La chiusura del Festival della Parola Reloaded sarà lunedì 27 aprile alle ore 11.30 al Teatro del Casinò con Benedetta Colombo, l’influencer meglio conosciuta come Benedetta Artefacile.
Dopo aver passato la sua infanzia tra libri e musei, ha trovato la sua strada nel corso di laurea in storia dell’arte all’Università degli Studi di Milano.
Nel 2021, poco più che ventenne, ha aperto sui social il progetto Artefacile, con l’obiettivo di divulgare la sua più grande passione, l’arte, in modo accessibile ed interessante a chi non ne sa nulla e vorrebbe saperne di più.
Da allora collabora con enti culturali, istituzioni pubbliche, televisioni e media in genere, promuovendo e valorizzando territori e beni storico – artistici. È del 2023 il libro “Indisciplinati. Da Monet a Duchamp, 10 ribelli dell’arte” edito da DeAgostini.

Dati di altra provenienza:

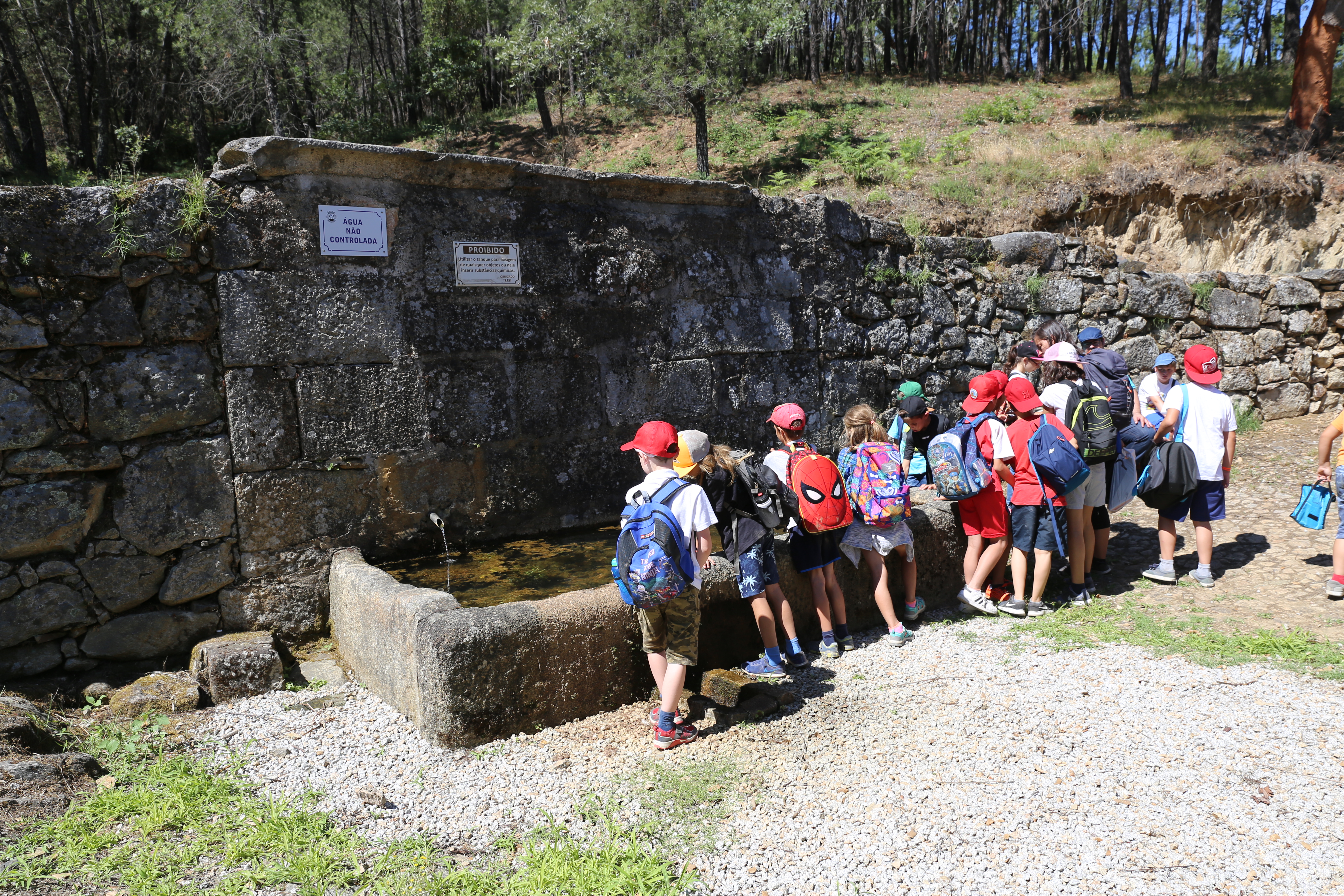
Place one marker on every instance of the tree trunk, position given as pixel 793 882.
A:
pixel 1213 29
pixel 702 134
pixel 1314 73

Il suo intervento di storytelling al Festival, dal titolo “L’arte rubata. La guerra segreta dei quadri”, racconterà la distruzione programmata delle opere d’arte (e dei libri) durante il Terzo Reich. “Chi brucia i libri, finisce per bruciare anche gli uomini. Chi ruba l’arte, vuole cancellare l’anima di un popolo” Durante il Terzo Reich, la guerra non si combatteva solo al fronte. Esisteva un secondo conflitto, silenzioso e spietato, che puntava al cuore dell’identità europea: il sequestro sistematico della cultura. Migliaia di opere d’arte — dai capolavori del Rinascimento alle avanguardie del Novecento— furono strappate a musei, chiese e collezioni private per alimentare il sogno folledel Führermuseum di Hitler. Un piano burocratico e violento volto a riscrivere la storia, decidendo chi avesse diritto di esistere e chi dovesse essere cancellato per sempre. Perché chi cancella la cultura vuole cancellare anche noi.